2 points par GN⁺ 2023-08-24 | 1 commentaires | Partager sur WhatsApp
  • Une équipe dirigée par Siegfried Wagner et Pearse Keane, du Moorfields Eye Hospital et de l’UCL Ophthalmology Institute, a découvert des marqueurs dans des scans oculaires indiquant la présence de la maladie de Parkinson jusqu’à 7 ans avant le diagnostic clinique.
  • Cette découverte révolutionnaire a été rendue possible par la plus vaste étude jamais menée à ce jour sur l’imagerie rétinienne dans la maladie de Parkinson, publiée dans Neurology®, la revue médicale de l’American Academy of Neurology.
  • L’étude a utilisé l’intelligence artificielle (IA) pour identifier des marqueurs de Parkinson dans le jeu de données AlzEye et dans la base de données UK Biobank, qui inclut des volontaires en bonne santé.
  • Le jeu de données AlzEye, la plus grande base de données au monde d’images rétiniennes et de données cliniques associées, a joué un rôle essentiel dans cette étude.
  • Cette recherche s’inscrit dans le domaine émergent de l’"oculomics", qui utilise les scans oculaires pour détecter des signes de maladies neurodégénératives comme la maladie d’Alzheimer, la sclérose en plaques et la schizophrénie.
  • L’œil est considéré comme une « fenêtre » sur notre santé, et les images haute résolution de la rétine obtenues notamment par tomographie par cohérence optique (OCT) font désormais partie de la pratique courante en ophtalmologie.
  • Les scans OCT, capables de produire une coupe transversale de la rétine en moins d’une minute, sont utiles non seulement pour surveiller la santé oculaire, mais aussi pour observer des couches cellulaires situées sous la surface de la peau.
  • Les chercheurs utilisent l’IA et le machine learning pour analyser un grand nombre d’images OCT et d’autres images oculaires, afin d’en extraire des informations cachées sur l’ensemble du corps à partir de ces seules images.
  • Cette étude a impliqué une collaboration avec les National Institute of Health and Social Care (NIHR) Biomedical Research Centres de plusieurs hôpitaux et universités.
  • Alastair Denniston, ophtalmologiste consultant, et Siegfried Wagner, chercheur clinicien, ont tous deux souligné le potentiel des données oculaires et des technologies d’IA pour détecter précocement la maladie de Parkinson et d’autres maladies.
  • Louisa Wickham, directrice médicale de Moorfields, a mis en avant la scalabilité, le caractère non invasif, le faible coût et la rapidité des scans OCT par rapport aux scans cérébraux pour l’analyse prédictive.

1 commentaires

 
GN⁺ 2023-08-24
Avis Hacker News
  • L’étude suggère qu’un scanner oculaire peut détecter des signes de la maladie de Parkinson jusqu’à 7 ans avant le diagnostic.
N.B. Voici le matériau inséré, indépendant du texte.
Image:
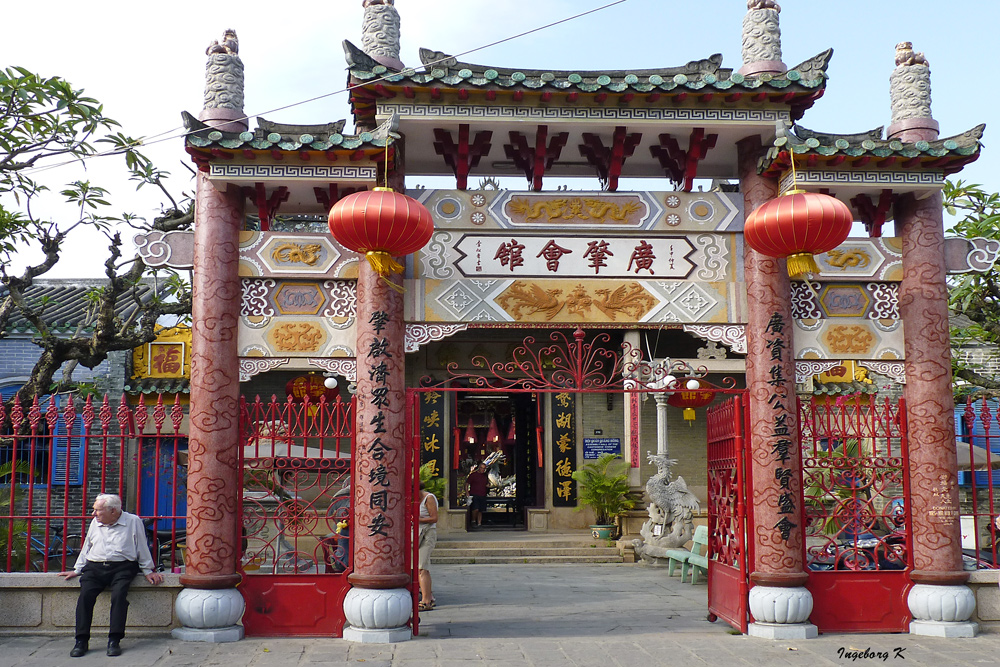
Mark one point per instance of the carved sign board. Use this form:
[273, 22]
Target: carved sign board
[482, 255]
  • Il existe un chevauchement important entre les symptômes prodromiques de la maladie de Parkinson et le groupe témoin, ce qui limite son utilité comme mesure isolée sans entraîner un taux élevé de faux positifs.
  • Des entreprises comme RightEye et Neuralight développent cette technologie et exploitent des données de mouvements oculaires lorsqu’il faut des tests plus complets.
  • Les progrès dans la détection de la maladie de Parkinson sont salués, même en l’absence de traitement curatif.
  • L’idée de pouvoir connaître des années à l’avance un risque potentiel de démence est à la fois fascinante, complexe et porteuse d’implications sociales.
  • L’IA, en particulier le machine learning, est utilisée pour trouver des informations cachées dans ces images.
  • La possibilité d’utiliser les smartphones comme outils de diagnostic est discutée, et l’Apple Watch est citée comme appareil prometteur.
  • L’auteur de l’article sur l’usage du deep learning pour détecter le diabète de type 2 souligne les bénéfices potentiels et les défis du dépistage précoce des maladies.
  • Une discussion porte sur le fait de savoir si la maladie de Parkinson repose sur le même mécanisme chez tout le monde, ou s’il s’agit d’un ensemble de problèmes distincts provoquant des symptômes similaires.
  • Des inquiétudes ont été soulevées quant à un mauvais usage de cette technologie pour refuser une couverture d’assurance.
  • L’idée de combiner plusieurs méthodes de détection, comme le scanner oculaire, la détection des odeurs et les analyses de laboratoire, est avancée pour proposer un diagnostic plus précis de la maladie de Parkinson.